Saleyha featured in Panorama’s Saving Syria’s Children observing the life of medics and their patients during the war in 2013. She contributes to the Guardian’s Comment is Free pages in matters relating to conflict, health, civil liberties and humanitarian law. She is a founding member of Doctors Under Fire and the Phoenix Foundation and she is proud to be a trustee for Internews Europe and the Frontline Freelance Register.
Toby Cadman is an international law specialist and co-founder of Guernica 37 International Justice Chambers. He has extensive experience in the fields of public international law, war crimes, human rights, terrorism and extradition law. Toby’s particular area of expertise is international legal obligations and the UN system of protection. He has served as counsel in a number of high profile international cases, appearing before the International Criminal Court, the International Criminal Tribunal for the Former Yugoslavia, the International Crimes Tribunal Bangladesh, the European Court of Human Rights, the Bosnian War Crimes Chamber and the UN Human Rights Committee.

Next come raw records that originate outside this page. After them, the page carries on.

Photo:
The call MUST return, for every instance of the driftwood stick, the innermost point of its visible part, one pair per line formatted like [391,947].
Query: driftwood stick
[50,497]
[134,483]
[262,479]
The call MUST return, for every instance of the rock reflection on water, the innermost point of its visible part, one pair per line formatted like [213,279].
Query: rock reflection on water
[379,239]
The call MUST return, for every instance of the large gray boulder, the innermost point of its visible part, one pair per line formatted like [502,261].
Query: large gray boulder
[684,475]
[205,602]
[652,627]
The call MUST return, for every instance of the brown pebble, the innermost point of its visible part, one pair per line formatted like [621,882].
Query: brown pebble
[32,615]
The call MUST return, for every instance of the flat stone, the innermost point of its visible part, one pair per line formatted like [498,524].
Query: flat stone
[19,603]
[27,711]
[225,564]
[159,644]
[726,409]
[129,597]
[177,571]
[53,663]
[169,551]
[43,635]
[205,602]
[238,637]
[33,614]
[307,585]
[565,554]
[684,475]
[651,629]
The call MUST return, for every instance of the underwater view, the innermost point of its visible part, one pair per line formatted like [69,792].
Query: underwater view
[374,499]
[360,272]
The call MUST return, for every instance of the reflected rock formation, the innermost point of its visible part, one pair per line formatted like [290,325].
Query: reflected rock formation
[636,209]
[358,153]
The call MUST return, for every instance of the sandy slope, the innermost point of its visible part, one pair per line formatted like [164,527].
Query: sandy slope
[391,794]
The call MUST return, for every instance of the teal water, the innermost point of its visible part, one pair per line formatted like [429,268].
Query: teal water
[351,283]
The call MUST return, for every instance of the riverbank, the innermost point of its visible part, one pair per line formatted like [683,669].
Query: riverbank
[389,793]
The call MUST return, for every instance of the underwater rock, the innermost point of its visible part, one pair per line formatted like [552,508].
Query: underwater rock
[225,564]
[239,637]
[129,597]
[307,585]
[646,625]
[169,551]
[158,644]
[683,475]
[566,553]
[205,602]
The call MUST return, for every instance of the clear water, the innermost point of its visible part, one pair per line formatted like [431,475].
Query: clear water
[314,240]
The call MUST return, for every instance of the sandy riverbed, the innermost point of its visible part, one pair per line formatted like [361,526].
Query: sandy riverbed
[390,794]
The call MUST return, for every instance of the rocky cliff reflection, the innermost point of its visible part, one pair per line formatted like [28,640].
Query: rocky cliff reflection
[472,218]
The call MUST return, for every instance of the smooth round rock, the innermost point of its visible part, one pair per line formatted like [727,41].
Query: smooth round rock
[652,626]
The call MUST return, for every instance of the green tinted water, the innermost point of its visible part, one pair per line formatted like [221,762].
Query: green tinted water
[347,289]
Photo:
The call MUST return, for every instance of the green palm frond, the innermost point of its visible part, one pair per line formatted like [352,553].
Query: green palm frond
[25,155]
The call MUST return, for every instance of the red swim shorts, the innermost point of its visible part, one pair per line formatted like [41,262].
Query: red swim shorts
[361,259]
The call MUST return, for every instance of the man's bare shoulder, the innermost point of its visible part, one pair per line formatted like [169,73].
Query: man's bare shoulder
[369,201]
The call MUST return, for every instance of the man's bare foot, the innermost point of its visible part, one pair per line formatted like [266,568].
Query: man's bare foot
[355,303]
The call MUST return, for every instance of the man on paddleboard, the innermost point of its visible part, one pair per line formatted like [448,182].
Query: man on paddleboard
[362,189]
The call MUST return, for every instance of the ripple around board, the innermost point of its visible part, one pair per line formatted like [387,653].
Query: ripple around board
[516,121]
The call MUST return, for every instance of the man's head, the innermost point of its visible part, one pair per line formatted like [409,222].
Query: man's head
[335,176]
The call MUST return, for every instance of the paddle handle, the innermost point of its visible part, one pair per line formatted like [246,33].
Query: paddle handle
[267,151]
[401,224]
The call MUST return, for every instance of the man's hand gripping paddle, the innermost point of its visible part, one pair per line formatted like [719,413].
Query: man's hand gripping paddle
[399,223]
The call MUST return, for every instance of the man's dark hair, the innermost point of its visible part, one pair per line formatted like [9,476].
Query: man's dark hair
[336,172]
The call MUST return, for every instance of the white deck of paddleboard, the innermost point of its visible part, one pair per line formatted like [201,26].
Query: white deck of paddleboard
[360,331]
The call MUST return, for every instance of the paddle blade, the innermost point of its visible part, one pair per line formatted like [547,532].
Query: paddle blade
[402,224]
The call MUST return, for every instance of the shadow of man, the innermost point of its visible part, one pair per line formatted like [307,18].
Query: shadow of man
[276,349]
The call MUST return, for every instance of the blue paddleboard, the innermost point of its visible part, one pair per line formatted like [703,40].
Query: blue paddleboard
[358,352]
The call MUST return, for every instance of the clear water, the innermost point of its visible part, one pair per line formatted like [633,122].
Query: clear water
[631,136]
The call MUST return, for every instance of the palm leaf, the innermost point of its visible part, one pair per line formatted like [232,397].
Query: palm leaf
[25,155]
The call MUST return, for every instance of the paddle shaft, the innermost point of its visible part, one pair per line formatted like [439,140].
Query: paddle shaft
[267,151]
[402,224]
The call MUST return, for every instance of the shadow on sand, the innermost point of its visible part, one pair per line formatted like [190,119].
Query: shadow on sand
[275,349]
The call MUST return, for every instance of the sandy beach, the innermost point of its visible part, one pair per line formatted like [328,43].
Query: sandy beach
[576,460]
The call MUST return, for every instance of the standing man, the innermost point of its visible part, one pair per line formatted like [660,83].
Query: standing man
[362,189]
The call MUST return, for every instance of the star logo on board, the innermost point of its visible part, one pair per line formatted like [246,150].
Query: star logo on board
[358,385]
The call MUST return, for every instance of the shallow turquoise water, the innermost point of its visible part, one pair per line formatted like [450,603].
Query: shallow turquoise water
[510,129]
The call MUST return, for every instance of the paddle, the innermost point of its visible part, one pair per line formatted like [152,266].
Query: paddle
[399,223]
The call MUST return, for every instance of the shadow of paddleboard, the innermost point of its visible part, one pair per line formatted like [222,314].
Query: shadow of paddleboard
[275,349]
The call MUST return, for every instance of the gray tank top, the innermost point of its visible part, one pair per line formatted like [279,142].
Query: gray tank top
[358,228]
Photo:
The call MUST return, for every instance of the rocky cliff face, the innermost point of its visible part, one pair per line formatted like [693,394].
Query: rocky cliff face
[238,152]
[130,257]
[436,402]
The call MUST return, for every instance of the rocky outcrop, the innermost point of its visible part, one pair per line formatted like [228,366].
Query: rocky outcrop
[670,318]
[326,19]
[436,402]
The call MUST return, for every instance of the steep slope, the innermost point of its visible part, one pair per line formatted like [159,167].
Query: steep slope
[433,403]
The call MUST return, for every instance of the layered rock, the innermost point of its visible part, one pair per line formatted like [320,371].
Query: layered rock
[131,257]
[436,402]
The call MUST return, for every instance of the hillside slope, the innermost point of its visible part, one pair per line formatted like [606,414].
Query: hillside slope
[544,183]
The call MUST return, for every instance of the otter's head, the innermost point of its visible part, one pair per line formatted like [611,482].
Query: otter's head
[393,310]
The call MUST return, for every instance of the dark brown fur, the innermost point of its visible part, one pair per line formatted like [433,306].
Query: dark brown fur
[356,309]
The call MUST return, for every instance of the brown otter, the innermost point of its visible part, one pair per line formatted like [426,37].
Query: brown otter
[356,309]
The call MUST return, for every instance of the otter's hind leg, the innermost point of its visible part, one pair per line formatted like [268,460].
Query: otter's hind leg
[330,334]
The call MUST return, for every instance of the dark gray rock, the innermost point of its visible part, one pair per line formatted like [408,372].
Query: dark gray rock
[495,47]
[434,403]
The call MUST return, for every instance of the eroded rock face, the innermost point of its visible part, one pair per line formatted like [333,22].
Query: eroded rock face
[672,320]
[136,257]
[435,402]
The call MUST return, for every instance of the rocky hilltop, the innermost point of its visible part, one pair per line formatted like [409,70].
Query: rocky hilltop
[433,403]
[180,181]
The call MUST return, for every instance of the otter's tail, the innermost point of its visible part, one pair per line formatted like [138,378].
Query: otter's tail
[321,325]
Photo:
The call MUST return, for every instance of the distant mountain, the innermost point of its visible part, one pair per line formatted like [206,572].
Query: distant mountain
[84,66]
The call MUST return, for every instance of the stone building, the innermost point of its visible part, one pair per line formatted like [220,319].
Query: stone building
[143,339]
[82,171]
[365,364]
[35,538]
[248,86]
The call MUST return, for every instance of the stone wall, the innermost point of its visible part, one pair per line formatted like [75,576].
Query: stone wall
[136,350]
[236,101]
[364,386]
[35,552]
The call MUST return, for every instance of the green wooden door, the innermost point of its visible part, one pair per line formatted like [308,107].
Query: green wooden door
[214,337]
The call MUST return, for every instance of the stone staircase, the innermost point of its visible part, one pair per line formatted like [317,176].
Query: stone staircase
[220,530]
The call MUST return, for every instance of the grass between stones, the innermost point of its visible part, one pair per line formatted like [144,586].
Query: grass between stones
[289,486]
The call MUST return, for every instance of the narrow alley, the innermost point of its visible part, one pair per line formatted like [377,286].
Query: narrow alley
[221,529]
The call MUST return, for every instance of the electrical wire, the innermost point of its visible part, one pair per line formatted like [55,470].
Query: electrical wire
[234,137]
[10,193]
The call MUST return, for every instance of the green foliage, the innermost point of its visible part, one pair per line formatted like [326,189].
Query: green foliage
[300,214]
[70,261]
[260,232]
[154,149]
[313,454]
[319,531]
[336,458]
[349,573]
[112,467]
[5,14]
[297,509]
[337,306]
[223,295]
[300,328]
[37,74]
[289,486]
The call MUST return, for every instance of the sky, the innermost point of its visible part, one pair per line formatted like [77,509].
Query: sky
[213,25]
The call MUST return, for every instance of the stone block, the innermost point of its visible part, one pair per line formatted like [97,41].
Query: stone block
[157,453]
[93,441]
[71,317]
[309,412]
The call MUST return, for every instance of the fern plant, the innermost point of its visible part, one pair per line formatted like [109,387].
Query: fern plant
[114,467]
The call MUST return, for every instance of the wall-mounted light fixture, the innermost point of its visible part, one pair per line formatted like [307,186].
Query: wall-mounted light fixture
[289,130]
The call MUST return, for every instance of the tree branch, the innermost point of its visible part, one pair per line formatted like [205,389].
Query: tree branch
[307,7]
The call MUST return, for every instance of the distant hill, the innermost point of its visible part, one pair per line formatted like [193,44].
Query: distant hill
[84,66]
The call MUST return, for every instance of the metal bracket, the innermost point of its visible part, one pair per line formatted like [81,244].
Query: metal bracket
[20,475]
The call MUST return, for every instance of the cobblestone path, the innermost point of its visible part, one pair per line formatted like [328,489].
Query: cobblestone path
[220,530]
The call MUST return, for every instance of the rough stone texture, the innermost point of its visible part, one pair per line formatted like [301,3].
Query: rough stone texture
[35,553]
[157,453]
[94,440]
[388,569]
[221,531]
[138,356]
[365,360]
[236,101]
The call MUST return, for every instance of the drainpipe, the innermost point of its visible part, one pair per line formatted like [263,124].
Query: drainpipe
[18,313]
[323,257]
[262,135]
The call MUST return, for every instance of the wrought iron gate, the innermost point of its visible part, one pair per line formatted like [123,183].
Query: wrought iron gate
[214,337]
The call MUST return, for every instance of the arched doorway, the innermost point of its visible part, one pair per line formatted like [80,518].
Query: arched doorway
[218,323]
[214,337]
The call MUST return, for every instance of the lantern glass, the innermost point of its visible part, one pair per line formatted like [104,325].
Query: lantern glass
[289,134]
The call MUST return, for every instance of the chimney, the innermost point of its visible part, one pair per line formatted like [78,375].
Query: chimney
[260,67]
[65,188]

He is member of the Bar of England and Wales and the co-founder Guernica 37 International Justice Chambers, President of the International Forum for Democracy and Human Rights and the Founding Partner of the TMC Advisory Group. Toby lectures extensively on international humanitarian law, criminal procedure and human rights law and has provided extensive advice and training to judges, prosecutors and defence lawyers throughout the Balkans and Southeast Asia.